Some read this phrase as suggesting that the “great lawyer” is one who has an improper relationship with the judge – that he or she can use a personal relationship to improperly influence the judge.  But most lawyers know better.  Most lawyers understand that “knowing the judge” means knowing the judge’s background, preferences concerning the presentation of evidence (including exhibits), arguments of motions, drafting of proposed orders, and given that experience, how he or she is likely to rule on a particular issue.  “Knowing the judge” also means knowing the local rules, local forms, local customs, and what things irritate the judge (and every judge is irritated by at least one thing that lawyers or litigants may do).

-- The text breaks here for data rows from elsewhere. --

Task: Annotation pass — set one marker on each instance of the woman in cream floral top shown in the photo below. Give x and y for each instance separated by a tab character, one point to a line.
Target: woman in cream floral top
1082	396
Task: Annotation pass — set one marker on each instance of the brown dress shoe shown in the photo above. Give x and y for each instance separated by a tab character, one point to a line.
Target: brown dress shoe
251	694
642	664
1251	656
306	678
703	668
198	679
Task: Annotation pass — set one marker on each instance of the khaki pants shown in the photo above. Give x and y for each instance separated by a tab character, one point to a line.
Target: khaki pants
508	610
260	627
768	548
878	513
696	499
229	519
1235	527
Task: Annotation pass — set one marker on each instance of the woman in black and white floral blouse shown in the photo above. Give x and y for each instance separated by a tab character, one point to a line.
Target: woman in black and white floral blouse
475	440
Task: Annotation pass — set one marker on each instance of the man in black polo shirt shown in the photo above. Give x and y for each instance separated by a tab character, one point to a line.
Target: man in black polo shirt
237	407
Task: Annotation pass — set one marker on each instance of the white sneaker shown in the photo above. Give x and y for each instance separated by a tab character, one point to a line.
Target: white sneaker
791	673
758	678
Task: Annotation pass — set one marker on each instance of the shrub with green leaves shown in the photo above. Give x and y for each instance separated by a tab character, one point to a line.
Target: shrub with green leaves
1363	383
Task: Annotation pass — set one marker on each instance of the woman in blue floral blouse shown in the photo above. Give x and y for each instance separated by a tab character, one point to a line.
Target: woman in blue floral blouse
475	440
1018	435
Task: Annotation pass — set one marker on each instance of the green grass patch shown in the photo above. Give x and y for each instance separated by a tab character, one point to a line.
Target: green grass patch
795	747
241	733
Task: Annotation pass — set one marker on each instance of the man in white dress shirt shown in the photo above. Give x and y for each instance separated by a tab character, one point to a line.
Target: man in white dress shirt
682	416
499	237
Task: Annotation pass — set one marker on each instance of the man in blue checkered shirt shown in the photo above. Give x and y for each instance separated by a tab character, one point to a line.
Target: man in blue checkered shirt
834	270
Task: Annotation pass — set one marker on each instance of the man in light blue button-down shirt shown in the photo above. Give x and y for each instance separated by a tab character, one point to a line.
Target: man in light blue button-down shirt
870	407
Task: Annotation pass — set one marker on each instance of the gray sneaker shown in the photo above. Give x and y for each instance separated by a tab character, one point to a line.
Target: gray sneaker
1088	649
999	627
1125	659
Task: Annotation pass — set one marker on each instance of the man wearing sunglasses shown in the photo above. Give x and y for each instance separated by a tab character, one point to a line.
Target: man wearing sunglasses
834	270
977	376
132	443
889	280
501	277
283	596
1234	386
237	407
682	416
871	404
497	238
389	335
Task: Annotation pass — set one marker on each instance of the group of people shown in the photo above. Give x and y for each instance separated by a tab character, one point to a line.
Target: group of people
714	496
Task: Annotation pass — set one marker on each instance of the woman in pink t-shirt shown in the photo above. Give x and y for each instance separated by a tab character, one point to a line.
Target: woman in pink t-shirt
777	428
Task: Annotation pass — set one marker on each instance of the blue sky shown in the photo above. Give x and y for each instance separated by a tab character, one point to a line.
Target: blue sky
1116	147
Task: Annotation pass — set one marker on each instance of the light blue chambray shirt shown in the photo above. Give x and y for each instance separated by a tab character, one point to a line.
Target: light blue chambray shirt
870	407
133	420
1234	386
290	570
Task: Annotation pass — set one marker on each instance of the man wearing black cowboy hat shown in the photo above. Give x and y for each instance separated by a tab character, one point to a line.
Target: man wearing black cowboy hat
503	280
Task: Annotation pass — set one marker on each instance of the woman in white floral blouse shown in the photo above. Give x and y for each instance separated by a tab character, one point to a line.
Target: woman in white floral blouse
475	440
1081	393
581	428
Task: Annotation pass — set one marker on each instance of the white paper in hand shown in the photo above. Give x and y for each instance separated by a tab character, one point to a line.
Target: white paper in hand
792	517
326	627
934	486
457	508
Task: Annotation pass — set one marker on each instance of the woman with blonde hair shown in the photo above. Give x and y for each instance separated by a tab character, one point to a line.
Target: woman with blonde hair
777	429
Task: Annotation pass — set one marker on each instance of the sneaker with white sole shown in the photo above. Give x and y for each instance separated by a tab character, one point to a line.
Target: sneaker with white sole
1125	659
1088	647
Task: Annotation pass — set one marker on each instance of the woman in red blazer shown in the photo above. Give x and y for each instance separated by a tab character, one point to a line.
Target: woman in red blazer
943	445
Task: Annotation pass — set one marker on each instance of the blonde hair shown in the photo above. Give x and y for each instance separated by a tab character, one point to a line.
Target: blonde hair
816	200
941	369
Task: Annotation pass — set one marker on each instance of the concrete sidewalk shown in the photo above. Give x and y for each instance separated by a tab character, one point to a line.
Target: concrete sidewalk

Many lawyers, particularly those in more rural areas of the state or who limit their practice to one area of law, understand the personality and preferences of the judges they see on a regular basis. Many of these lawyers may have a fair advantage appearing before that judge. (The advantage is “fair” because it results from experience and knowledge.)  That advantage – knowing how the judge thinks and his or her preferences – is not outcome-determinative, but it still may be an advantage, similar to a sports team playing on their home field.


Why did I say it “may” be an advantage, given what I said earlier about the benefits of “knowing the judge?”  Because simply knowing the judge’s thought processes and preferences is not enough. You still need to have the law and the facts on your client’s side.  And you need to be prepared to be able to give the judge what he or she needs to know to make a ruling.


So, the purpose of “The Book” is to give Tennessee lawyers case-related information to help them understand the trial judge who will rule on their client’s case or preside over a jury trial. By looking at past appellate court rulings arising from cases decided by the trial judge, anyone unfamiliar with a judge can get a “feel” for the judge. The case data contained herein does not compare with daily or weekly appearances in front of the judge on issues like a given case, but it is readily available information that give you an idea of how the judge has ruled in the past on a variety of matters.


The cases included are those originally decided by the trial judge that were in appellate court opinions released on or after January 1, 2022.  Note that there are a substantial number of judges who first took office in 2022 and thus it is reasonable to assume that there will be no appellate decisions for such judges until late 2023 or 2024.